This kit provides a rapid test for the qualitative detection of antibodies to syphilis (Treponema palladium (Tp) in human whole blood (WB), serum (S) or plasma (P). The test is intended for home use. TEST PRINCIPLE Our Syphilis (Tp) Combo (WB/S/P) test cassette comprises 1) a pink colored conjugate pad containing anti-Tp antibodies conjugated with colloid gold (Tp conjugated) and rabbit lgG-gold, 2) a nitrocellulose membrane strip containing test and control bands. The T band is coated with non- conjugated Tp antibodies whereas the C band is coated with goat anti-rabbit lgG. The sample is dispensed into the test cassette sample well and migrates by capillary action. If the virus is present in the sample it will move across the conjugated pad under capillary action. The immune-complex is then captured on the membrane, forming a pink rose-colored T band, indicating a positive test result. If the T band does not form, the test is negative. The test contains an internal control (C band) that develops a pink rose-colored band if the test is functioning properly. If no C band forms, the test result is invalid and the specimen must be re-tested with another kit. REAGENTS AND MATERIALS PROVIDED 1. Test devices are individually sealed in a foil pouch with a cassette, a dropper, and a package of desiccant 2. One package insert 3. One fingertip pinprick blood lancet and alcohol swab 4. These test Instructions Instructions: 1. Once removed from the foil pouch, the test device should be allowed to reach room temperature and used as soon as possible, but within one hour of opening. 2. Place the test device on a clean and level surface.

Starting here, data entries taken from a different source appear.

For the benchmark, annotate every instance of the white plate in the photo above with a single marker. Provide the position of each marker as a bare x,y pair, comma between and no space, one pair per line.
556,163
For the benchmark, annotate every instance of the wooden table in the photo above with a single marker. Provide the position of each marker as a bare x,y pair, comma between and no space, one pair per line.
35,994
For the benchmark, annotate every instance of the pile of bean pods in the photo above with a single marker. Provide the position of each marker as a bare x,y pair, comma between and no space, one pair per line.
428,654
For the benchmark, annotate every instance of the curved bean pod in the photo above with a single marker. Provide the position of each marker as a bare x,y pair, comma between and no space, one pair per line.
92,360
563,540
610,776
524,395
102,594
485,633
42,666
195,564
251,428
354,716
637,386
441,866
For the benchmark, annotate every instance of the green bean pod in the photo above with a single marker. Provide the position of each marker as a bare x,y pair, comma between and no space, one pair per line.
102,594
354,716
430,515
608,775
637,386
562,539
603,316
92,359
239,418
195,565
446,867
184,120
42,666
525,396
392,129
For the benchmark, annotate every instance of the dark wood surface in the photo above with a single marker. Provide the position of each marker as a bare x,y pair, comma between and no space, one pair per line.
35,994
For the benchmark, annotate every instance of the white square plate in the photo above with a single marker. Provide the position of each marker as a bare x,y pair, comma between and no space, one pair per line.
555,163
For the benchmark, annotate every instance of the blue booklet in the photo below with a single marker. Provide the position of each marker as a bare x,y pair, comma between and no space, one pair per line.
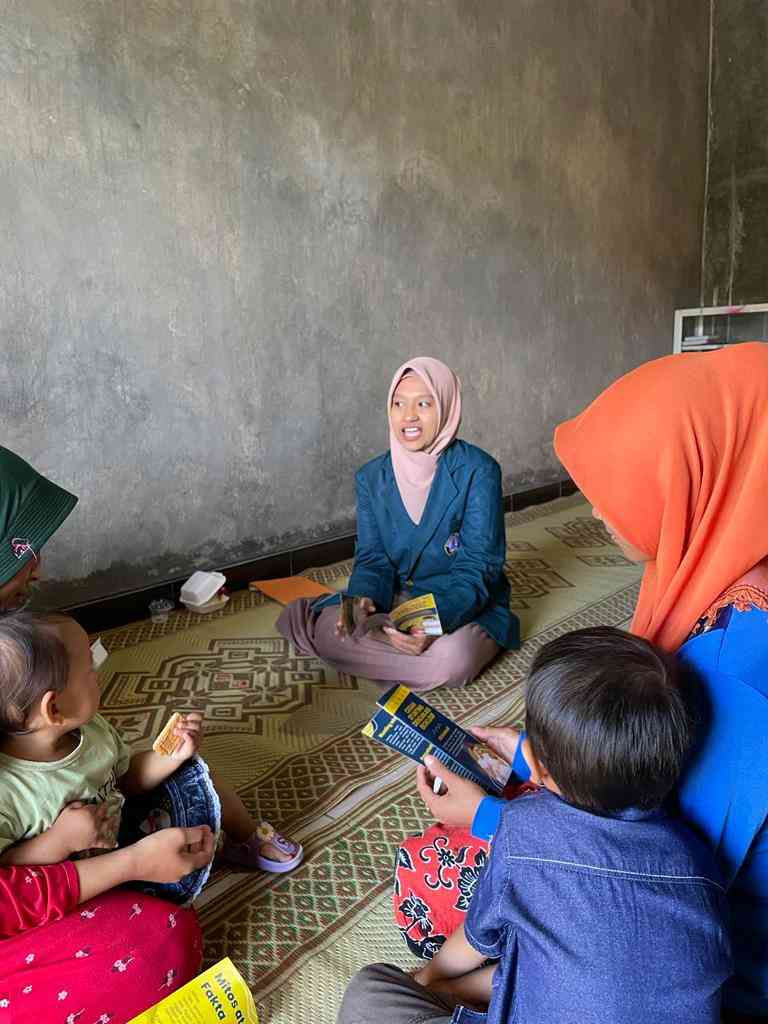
411,726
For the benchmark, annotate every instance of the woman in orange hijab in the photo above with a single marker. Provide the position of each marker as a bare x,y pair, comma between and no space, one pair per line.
674,459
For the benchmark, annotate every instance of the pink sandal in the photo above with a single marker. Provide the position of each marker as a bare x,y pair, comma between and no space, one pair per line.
249,854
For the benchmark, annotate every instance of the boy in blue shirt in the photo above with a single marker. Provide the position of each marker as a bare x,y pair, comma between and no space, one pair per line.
596,906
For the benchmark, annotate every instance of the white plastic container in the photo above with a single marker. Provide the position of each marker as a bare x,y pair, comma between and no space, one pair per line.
216,604
201,587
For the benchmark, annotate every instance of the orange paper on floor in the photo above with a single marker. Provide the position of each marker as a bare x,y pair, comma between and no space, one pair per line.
290,588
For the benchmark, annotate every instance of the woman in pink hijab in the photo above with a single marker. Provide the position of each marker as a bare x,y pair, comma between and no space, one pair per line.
429,521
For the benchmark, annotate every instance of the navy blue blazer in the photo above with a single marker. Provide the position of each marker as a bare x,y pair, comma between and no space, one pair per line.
457,552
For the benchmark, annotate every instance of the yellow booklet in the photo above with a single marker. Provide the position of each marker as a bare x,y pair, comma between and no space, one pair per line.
218,994
418,613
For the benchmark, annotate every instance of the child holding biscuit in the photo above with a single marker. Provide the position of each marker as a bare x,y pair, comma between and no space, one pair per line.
66,772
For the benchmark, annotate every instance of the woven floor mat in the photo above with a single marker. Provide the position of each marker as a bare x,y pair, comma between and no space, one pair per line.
284,730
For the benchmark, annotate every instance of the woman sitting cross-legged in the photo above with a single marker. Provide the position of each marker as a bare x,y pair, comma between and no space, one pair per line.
429,520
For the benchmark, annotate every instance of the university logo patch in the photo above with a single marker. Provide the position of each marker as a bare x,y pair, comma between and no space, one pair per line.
20,546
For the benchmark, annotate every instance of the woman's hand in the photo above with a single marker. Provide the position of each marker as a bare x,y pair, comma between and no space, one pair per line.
415,642
458,805
171,853
361,608
502,740
189,730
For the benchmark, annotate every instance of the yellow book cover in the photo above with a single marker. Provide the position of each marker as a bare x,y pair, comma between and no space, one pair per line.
218,994
418,613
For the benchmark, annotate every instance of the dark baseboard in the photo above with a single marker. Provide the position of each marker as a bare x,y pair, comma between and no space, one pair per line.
129,606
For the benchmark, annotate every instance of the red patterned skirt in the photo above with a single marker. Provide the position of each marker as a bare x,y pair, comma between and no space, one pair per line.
435,876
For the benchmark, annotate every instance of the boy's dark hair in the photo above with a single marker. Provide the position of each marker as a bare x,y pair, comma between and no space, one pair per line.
33,660
607,716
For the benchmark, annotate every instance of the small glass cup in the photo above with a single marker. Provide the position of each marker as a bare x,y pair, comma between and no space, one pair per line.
160,609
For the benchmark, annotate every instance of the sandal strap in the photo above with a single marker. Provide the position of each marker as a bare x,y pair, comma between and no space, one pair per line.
267,834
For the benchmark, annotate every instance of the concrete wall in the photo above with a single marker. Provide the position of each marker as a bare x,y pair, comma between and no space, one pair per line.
226,222
735,256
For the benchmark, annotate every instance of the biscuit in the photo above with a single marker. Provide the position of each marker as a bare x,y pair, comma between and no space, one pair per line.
167,743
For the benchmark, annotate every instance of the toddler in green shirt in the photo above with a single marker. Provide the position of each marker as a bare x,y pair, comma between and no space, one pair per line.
66,772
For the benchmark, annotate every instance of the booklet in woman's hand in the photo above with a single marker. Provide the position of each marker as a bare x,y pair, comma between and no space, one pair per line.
411,726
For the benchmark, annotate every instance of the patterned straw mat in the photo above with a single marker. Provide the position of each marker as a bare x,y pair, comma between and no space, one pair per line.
284,729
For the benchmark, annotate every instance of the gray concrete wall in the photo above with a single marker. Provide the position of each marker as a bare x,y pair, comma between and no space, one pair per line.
735,256
226,222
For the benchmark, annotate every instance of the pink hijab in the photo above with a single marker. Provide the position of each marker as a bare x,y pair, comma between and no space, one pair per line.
415,471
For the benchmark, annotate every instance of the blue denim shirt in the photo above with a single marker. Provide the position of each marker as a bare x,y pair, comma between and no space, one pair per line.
457,551
596,920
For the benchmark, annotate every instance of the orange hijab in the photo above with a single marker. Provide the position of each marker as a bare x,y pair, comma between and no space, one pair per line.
675,457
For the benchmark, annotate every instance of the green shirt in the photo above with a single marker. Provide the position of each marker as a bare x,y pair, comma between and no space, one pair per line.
33,794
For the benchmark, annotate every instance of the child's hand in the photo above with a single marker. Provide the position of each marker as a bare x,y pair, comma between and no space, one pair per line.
188,729
458,805
171,853
502,739
85,826
415,642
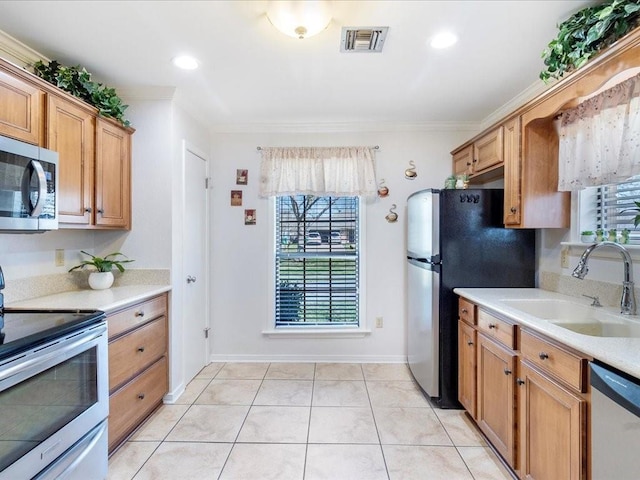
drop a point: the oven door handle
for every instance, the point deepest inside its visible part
(59, 349)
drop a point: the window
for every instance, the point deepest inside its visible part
(317, 261)
(603, 207)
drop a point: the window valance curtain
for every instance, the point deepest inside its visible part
(600, 138)
(327, 171)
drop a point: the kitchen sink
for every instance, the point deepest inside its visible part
(579, 318)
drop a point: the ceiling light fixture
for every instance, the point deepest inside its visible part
(185, 62)
(443, 40)
(301, 18)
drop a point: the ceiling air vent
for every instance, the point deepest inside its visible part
(363, 39)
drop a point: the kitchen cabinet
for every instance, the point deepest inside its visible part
(21, 108)
(138, 365)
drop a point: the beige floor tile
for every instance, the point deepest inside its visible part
(209, 423)
(210, 370)
(285, 392)
(410, 426)
(290, 371)
(460, 428)
(180, 461)
(339, 371)
(158, 426)
(275, 424)
(386, 371)
(124, 464)
(484, 464)
(342, 425)
(229, 392)
(243, 371)
(396, 394)
(422, 462)
(340, 393)
(195, 387)
(249, 461)
(345, 462)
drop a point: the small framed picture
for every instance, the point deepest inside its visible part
(236, 198)
(250, 217)
(242, 176)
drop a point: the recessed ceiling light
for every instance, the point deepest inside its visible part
(443, 40)
(185, 62)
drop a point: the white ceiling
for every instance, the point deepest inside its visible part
(252, 74)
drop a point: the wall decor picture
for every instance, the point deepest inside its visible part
(250, 217)
(236, 198)
(242, 176)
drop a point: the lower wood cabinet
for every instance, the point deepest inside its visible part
(138, 365)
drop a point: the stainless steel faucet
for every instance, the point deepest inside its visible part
(628, 300)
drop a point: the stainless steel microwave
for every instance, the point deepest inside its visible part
(28, 187)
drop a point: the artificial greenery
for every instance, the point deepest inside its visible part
(586, 33)
(77, 81)
(105, 264)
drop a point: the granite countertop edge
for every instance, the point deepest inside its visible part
(621, 353)
(108, 300)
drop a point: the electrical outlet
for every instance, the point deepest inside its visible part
(59, 257)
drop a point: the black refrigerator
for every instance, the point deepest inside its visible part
(455, 238)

3. Use the lancet provided to prick the thumb and obtain a blood sample. Using the dropper provided, suck the blood sample obtained into the dropper tube up to the marked line. 4. Hold the dropper vertically and transfer 2-3 drops (approximately 60-90 mm3) of blood into the specimen well of the test device and start the timer. 5. Wait for the rose-pink line (S) to appear. The result should be read at 10-15 minutes, but must not be read if more than 20 minutes has elapsed since testing.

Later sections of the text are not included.